C. S. Lewis (1898-1963) has been called the Most Beloved Christian Thinker & Storyteller of the Twentieth Century. He gained international renown for an impressive array of beloved works both popular and scholarly: literary criticism, children's literature, fantasy literature, and numerous books on theology. Among his most celebrated achievements are Out of the Silent Planet, The Chronicles of Narnia, The Screwtape Letters, The Four Loves, and Surprised by Joy. Lewis was a member of The Inklings, an Oxford literary circle which included the writers J.R.R. Tolkien, George McDonald and Charles Williams, where Lewis formed a great friendship with Tolkien as they tried their fantasy stories out on each other. Many of Lewis' books are the result of his wartime radio broadcasts.

C. S. Lewis

Following his childhood in Belfast and First World War experience in France, Lewis went on to develop a brilliant academic career at Oxford and Cambridge. He experienced religious conversion, and then his late marriage to Joy Davidman, folowed by widowhood as Joy died from cancer.

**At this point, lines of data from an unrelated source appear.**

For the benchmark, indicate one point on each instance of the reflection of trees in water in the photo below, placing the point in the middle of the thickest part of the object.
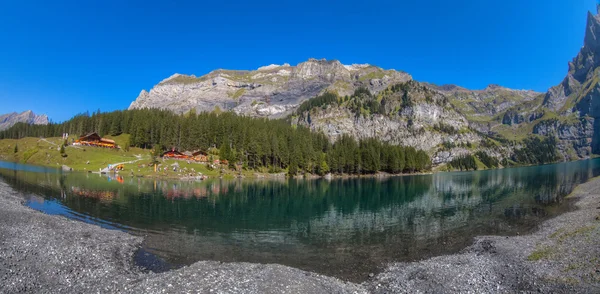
(329, 211)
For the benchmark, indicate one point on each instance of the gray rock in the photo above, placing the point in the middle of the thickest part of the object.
(9, 119)
(271, 91)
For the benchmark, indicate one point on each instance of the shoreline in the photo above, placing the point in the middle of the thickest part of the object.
(45, 253)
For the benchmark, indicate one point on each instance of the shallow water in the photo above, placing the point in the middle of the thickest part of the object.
(346, 228)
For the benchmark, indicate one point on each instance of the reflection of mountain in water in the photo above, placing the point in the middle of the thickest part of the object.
(292, 221)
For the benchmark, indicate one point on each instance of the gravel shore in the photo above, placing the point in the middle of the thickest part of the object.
(41, 253)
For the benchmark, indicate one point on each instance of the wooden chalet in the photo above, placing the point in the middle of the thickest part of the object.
(93, 139)
(174, 154)
(200, 156)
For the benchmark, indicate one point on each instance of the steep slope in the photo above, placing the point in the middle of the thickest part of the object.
(570, 110)
(409, 114)
(484, 104)
(9, 119)
(270, 91)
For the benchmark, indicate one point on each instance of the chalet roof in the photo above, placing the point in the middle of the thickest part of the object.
(91, 136)
(172, 152)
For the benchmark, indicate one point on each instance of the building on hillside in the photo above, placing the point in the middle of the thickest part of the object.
(200, 156)
(93, 139)
(174, 154)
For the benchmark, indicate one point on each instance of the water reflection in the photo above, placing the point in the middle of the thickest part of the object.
(346, 228)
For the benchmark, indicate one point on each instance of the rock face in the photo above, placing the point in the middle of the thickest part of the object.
(415, 115)
(270, 91)
(487, 102)
(576, 100)
(569, 111)
(9, 119)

He wrote prodigiously from out of his life experiences and Lewis's thought ranged widely, on everything from enchantment, reason, imagination, and joy to democratic education, myth, and the masculine and feminine.

Walter Hopper has written a biography called C.S. Lewis: A Complete Guide to His Life & Works (HarperOne, 1998), as has George Sayer in Jack: A Life of C. S. Lewis (Crossway Books, 2005).

Lewis himself wrote of his earlier life in Surprised by Joy: The Shape of My Early Life (Houghton Mifflin Harcourt; Revised edition, 1995), and in his attempt at a diary, All My Road Before Me: The Diary of C. S. Lewis, 1922-1927 (Harvest Books, 2002). His step-son, Douglas Gresham has written Jack's Life: The Life Story of C.S. Lewis (B&H Publishing Group, 2005), plus an account of his own 11 years with lewis in Oxford in Lenten Lands: My Childhood with Joy Davidman and C.S. Lewis (HarperOne, 1994).


I remember my ambivalence while anticipating seeing a performance in London of the play Shadowlands, inspired by Lewis's A Grief Observed, and staring Nigel Hawthorne as Lewis. While thoroughly enjoying Hawthorne's performance as Sir Humphry in the TV series Yes Minister and then Yes Prime Minister, the thought of this cunning bureaucrat becoming C. S. Lewis was inconceivable! Yet he was perfect in the role, and brought Lewis completely to life.

A great many books have been written about C. S. Lewis's thought, including Real Presence: The Christian Worldview of C. S. Lewis as Incarnational Reality by one of my favourite authors Leanne Payne.